Kendra Moore, chief executive of high-tech defense contractor Boston Fusion, said she chose Burlington over Waltham because of price. Her company would have paid $5 to $10 more per square foot for space in Waltham.
“It was a price-quality trade-off,” she said.
Marine Polymer Technologies opted to stay in Burlington because it was a convenient commute for the owners and other employees, said Pat Ventura, contract executive. Plus, the local restaurant and retail options can’t be beat.
“There are a lot of places to go to eat — we don’t ever have to worry about getting hungry,” she said.
So what’s cooking in Waltham? Certainly the office rents are lower — in some cases by nearly half — than in Cambridge around MIT.
Office space in one of Waltham’s big office parks overlooking Route 128 now averages $28.73 per square foot, compared with roughly $52 a square foot in Cambridge and $43.26 in Boston, according to NAI Hunneman.
There’s also more space available. Roughly 12.2 percent of Waltham’s best office space, known as Class A, is available for rent, compared with 9.1 percent in Boston and 10.6 percent in Cambridge, the firm reports.
And Waltham’s appeal to young tech and life science companies may only grow in the months and years ahead, thanks to the extreme makeover of one of the corridor’s top office addresses, Bay Colony Corporate Center.
Best known locally as owner of the Prudential and Hancock towers, Boston Properties paid $185 million in 2010 to acquire the 1 million-square-foot office complex overlooking Route 128, with views of the Boston skyline.
It was a relative bargain: The New York real estate investment firm Broadway Partners paid more than $366 million for it in 2007, before losing it to its lender after the recession hit.
But the prominent Waltham corporate address was in need of a reboot after losing some key tenants during the recession. Boston Properties has spent millions of dollars over the past couple years on renovations aimed at making Bay Colony more appealing to fast-growing, entrepreneurial operations, NAI Hunneman’s Daly said. The stodgy lobby areas are being transformed into common areas outfitted with stylish new furniture designed to be conducive to impromptu meetings, Daly said.
There is also a “fire pit” outside one of the buildings in the Bay Colony complex that can be used for outdoor events, while a state-of-the-art fitness center offers a range of activities and classes, he said.
The cafeteria has also been upgraded, with more gourmet food offerings. There are even plans for a wine and cigar bar, Daly said.

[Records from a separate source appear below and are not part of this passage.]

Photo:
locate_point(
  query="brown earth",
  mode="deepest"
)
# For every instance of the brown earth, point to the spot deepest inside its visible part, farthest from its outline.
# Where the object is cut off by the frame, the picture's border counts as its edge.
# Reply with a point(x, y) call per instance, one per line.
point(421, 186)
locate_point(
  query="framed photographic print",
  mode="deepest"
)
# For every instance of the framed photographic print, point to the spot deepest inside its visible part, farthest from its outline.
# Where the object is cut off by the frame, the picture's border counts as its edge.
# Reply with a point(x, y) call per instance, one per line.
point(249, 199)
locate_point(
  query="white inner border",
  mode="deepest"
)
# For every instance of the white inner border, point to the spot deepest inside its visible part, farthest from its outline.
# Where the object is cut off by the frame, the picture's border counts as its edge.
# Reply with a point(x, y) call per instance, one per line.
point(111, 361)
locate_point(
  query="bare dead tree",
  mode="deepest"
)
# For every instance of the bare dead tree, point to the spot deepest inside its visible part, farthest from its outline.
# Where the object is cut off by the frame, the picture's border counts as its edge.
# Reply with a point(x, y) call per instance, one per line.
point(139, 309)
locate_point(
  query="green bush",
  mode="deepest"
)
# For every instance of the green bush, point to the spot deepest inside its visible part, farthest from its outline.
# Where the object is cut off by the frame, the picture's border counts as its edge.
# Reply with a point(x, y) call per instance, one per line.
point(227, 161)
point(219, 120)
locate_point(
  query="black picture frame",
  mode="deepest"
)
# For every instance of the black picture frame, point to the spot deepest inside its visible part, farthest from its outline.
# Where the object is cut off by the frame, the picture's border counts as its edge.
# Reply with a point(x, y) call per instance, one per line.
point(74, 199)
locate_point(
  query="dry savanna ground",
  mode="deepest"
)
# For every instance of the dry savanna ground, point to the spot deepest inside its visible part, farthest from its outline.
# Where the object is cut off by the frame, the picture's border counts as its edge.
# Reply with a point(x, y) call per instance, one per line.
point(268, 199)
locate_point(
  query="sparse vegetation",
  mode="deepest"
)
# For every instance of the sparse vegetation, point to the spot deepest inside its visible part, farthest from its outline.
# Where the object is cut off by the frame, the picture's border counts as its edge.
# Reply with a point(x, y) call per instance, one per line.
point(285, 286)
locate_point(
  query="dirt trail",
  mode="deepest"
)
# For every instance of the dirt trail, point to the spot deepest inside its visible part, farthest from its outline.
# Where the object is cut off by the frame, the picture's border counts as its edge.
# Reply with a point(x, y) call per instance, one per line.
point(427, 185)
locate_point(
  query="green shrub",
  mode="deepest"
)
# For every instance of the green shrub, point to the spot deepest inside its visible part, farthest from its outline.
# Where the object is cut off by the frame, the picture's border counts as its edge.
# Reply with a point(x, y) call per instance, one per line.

So far, the investment appears to be paying off. Empty space at Bay Colony has shrunk from a high of 38 percent in 2011 to 28 percent at the end of last month, helped in part by a pair of recent lease deals.
“For a few years the property fell into disrepair,” noted Michael McCarthy, a vice president at NAI Hunneman. “Now that Boston Properties has stepped in, there has been a lot more activity in the park.”

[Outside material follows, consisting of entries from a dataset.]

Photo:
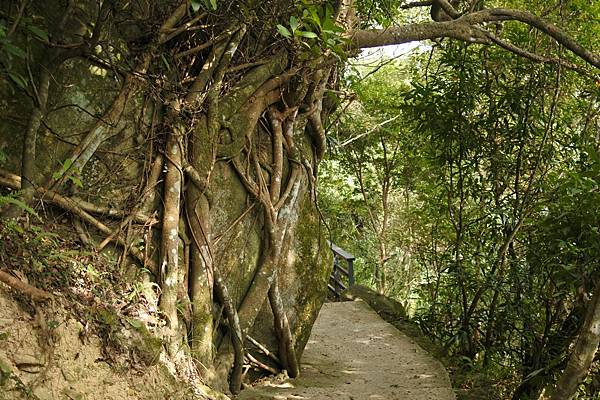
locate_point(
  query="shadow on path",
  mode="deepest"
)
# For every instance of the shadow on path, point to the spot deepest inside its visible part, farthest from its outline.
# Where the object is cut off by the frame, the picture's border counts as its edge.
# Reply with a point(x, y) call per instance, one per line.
point(353, 354)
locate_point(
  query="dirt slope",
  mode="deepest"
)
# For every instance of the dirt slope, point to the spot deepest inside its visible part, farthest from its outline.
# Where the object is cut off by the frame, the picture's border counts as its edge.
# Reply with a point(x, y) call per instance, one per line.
point(353, 354)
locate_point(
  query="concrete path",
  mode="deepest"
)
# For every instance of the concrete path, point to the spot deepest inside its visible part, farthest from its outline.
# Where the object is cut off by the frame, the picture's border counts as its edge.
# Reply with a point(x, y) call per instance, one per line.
point(353, 354)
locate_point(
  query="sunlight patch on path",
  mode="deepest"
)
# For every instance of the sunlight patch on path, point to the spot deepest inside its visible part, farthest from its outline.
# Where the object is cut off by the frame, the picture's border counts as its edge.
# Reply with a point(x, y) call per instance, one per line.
point(353, 354)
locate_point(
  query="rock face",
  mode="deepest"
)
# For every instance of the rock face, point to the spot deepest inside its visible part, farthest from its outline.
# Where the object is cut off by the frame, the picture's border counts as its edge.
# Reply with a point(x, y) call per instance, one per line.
point(114, 178)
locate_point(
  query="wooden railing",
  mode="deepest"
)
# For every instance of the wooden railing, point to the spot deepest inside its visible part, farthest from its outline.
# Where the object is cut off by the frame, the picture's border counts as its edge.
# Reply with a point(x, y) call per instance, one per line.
point(342, 276)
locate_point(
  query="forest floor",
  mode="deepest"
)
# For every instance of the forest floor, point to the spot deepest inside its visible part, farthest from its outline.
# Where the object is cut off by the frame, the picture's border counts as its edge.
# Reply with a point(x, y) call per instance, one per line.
point(353, 354)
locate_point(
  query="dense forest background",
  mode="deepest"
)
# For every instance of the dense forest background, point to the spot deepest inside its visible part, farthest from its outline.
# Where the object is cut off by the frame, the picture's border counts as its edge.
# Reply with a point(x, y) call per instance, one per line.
point(466, 181)
point(171, 171)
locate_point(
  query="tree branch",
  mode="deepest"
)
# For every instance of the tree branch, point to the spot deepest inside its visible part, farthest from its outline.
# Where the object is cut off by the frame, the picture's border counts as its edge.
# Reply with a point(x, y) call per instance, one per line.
point(466, 28)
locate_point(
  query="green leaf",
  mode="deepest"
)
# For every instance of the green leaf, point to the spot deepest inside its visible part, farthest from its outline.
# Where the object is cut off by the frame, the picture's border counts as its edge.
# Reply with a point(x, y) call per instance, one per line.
point(18, 80)
point(283, 31)
point(14, 50)
point(309, 35)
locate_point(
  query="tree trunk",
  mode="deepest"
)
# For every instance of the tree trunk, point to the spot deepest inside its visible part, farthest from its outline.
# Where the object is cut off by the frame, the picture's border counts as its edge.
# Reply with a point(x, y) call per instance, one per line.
point(583, 353)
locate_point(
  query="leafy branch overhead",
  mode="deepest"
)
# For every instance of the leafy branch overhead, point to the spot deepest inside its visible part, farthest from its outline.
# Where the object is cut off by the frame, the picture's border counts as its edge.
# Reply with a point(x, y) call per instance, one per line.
point(188, 136)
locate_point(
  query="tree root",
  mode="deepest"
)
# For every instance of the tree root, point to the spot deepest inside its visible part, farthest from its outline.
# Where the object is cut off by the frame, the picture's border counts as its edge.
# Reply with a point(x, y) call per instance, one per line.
point(33, 292)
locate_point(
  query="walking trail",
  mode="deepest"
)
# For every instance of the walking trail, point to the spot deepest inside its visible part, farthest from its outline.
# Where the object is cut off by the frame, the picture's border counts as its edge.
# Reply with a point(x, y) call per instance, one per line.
point(353, 354)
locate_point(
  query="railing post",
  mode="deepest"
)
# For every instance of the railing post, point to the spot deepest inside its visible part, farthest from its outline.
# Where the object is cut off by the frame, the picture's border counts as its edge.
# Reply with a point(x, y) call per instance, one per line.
point(351, 272)
point(336, 285)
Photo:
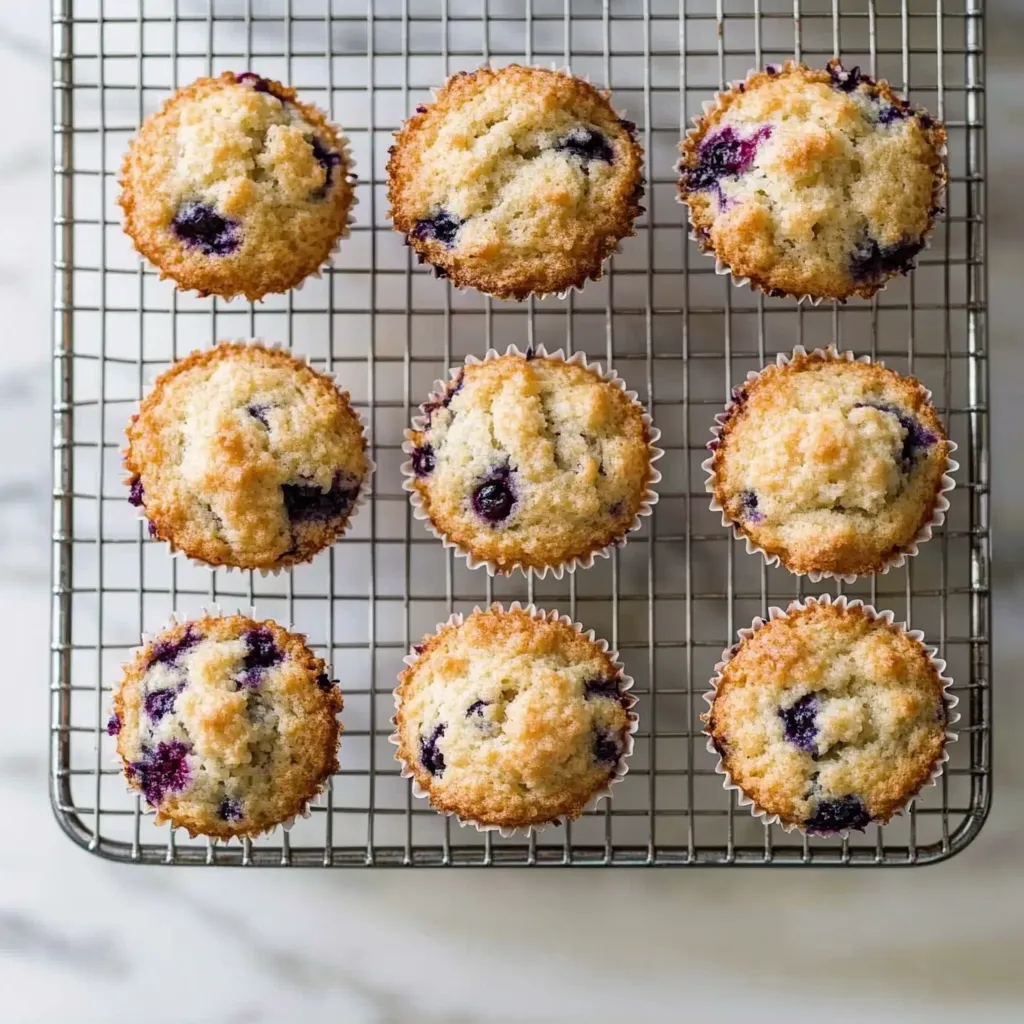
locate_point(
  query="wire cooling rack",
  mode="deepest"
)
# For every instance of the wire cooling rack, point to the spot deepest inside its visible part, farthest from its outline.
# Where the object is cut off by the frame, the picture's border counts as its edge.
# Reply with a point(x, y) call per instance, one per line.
point(679, 335)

Monica Tibbits, executive director of the 128 Business Council, has noticed the difference. Her organization, which shuttles commuters between Alewife Station and office parks along 128, has seen an increase in commuters going to work at tech and life science firms in Waltham.

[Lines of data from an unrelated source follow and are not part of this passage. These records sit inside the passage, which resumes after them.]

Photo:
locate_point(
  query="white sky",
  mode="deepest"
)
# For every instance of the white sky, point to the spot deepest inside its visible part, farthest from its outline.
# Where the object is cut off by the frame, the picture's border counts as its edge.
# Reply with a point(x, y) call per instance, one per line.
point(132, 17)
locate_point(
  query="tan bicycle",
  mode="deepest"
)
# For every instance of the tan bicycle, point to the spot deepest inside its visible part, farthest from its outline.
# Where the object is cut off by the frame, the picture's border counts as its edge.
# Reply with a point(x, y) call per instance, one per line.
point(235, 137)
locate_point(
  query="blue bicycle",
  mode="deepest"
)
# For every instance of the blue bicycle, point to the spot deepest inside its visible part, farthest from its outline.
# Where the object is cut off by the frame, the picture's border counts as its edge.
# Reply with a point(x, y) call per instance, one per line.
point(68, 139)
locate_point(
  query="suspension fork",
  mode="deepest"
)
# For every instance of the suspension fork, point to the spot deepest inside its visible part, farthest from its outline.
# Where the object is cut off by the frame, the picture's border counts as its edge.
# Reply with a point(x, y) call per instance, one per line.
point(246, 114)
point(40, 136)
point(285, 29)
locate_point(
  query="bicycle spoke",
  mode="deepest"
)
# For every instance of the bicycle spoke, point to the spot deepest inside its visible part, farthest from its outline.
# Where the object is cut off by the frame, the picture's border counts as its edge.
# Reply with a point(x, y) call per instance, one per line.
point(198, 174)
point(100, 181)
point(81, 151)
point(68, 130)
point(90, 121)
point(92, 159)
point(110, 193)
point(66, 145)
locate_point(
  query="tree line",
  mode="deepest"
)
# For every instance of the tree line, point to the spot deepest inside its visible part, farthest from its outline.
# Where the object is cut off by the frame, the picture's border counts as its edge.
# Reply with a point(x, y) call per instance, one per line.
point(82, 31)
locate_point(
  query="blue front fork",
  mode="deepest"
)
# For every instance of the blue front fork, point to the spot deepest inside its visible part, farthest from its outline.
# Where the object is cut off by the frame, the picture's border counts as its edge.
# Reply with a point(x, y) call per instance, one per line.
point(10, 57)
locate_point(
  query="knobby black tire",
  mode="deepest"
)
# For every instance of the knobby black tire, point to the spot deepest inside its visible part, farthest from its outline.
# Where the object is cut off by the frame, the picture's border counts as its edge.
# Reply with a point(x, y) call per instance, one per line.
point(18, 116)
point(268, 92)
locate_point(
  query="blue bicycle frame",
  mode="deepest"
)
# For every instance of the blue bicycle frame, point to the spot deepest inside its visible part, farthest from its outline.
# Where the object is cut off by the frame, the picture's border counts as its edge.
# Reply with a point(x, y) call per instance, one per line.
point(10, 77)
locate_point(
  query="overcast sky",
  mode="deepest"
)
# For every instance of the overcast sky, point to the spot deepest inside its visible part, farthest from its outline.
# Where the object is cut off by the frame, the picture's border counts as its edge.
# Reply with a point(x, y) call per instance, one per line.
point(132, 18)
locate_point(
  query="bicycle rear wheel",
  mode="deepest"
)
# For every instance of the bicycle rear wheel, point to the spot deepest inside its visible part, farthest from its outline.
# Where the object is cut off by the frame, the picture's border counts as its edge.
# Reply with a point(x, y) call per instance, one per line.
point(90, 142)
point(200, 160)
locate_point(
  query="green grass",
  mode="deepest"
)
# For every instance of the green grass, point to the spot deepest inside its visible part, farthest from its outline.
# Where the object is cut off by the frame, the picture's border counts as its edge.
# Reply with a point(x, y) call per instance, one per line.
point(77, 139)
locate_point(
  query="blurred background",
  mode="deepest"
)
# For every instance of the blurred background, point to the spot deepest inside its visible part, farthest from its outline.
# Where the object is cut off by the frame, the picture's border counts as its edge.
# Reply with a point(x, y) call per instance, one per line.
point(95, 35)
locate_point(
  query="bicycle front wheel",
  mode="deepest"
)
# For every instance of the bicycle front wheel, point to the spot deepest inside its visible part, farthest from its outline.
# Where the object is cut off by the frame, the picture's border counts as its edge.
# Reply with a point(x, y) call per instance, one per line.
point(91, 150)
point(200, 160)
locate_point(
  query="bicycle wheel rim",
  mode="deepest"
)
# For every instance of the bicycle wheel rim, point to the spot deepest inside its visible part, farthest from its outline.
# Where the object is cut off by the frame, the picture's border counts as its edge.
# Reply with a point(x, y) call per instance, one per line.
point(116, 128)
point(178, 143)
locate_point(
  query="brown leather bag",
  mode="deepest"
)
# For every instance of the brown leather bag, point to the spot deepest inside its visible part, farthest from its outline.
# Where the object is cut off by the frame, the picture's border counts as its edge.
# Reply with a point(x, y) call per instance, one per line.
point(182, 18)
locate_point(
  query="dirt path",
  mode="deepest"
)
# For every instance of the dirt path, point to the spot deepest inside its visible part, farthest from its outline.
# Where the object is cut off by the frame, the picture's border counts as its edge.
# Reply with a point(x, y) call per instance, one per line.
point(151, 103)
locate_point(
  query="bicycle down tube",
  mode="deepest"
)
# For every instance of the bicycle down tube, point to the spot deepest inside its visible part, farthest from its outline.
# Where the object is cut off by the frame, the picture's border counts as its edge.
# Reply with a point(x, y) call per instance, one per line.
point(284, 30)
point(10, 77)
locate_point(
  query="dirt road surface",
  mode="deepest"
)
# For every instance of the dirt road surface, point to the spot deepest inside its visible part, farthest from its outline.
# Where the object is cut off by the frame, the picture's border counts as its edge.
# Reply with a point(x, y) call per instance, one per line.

“The Bay Colony rehab was really important” for boosting activity, she said. “Before Boston Properties took over, it wasn’t at the levels that it is at now.”
Of course, it’s not all about Waltham, with Route 128 and even Route 2 emerging as alternatives for companies squeezed out of Boston and Cambridge, NAI Hunneman’s McCarthy notes.
Moreover, Burlington has also emerged as a favorite 128 location for growing young companies, with the town’s array of retail and restaurant options a real draw, said David Begelfer, chief executive of NAIOP Massachusetts, a trade group that represents developers across the state.
“Boston and Cambridge get a lot of the press, but they are more than holding their own on the 128 belt,” he said.